Here, the PSI Report spelled out Vaknin's past earnings history and current financial condition in appreciable detail. The sentencing transcript indicates that the judge absorbed this information, voiced his skepticism about Vaknin's ability to comply with the restitution order as matters stood, but nonetheless impliedly found that a sufficient possibility of eventual repayment existed. We think that this finding is supportable. A defendant's impoverishment today is no assurance of future poverty, and, hence, present impecuniousness is not a bar to the imposition of restitution. See United States v. Brandon, 17 F.3d 409, 461 (1st Cir. 1994); United States v. Lombardi, 5 F.3d 568, 573 (1st Cir. 1993). A sentencing court permissibly may take into account a defendant's earning capacity and the prospect that his fortunes will improve. See Lombardi, 5 F.3d at 573; Savoie, 985 F.2d at 619.
Indeed, the judge explicitly declined to levy a fine against Vaknin, noting on the judgment form that no fine would be imposed due to an inability to pay.
Here, the judge apparently issued a restitution order as a hedge against his founded belief that the defendant — an individual of demonstrated entrepreneurial bent — might well acquire assets in the future. While this conclusion would have been less controversial had the judge made a more pointed reference to Vaknin's past accomplishments and future financial prognosis, we cannot say that an abuse of discretion transpired. See Lombardi, 5 F.3d at 572-73.

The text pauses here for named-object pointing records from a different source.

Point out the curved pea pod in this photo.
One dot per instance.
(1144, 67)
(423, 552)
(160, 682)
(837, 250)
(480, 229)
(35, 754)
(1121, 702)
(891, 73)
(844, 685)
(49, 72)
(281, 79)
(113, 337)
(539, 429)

C. The Government's Concessions.
The district court ordered Vaknin to make restitution in the amount of $1,000,000. This figure is vulnerable on two fronts. First, the government has brought to light on its own initiative a mathematical error that, when corrected, will reduce the amount of restitution owed. Second, the sentencing court premised the loss calculation on the amount which the Bank received when it resold the property Vaknin had pledged to secure the defaulted loans, rather than on its fair market value at the time of foreclosure. Because the district court used fair market value as of the foreclosure date when determining the amount of restitution that Yeghian owed, the government concedes that it would be fair to employ the same barometer in respect to Vaknin (a similarly situated codefendant). We accept the government's concessions at face value, without passing substantively upon them, and direct the district court to make these two adjustments to the restitutionary award. The resultant obligation thus will be reduced to $902,000.
This is very professional behavior, and we commend the prosecutors for it.
We need go no further. For the reasons set forth herein, we affirm the convictions of all the defendants; modify the restitution order imposed against Vaknin, and, as modified, affirm it; vacate the restitution orders imposed on Fonseca and Yeghian, respectively; and remand for further proceedings as to them.
Affirmed in part; vacated in part; remanded.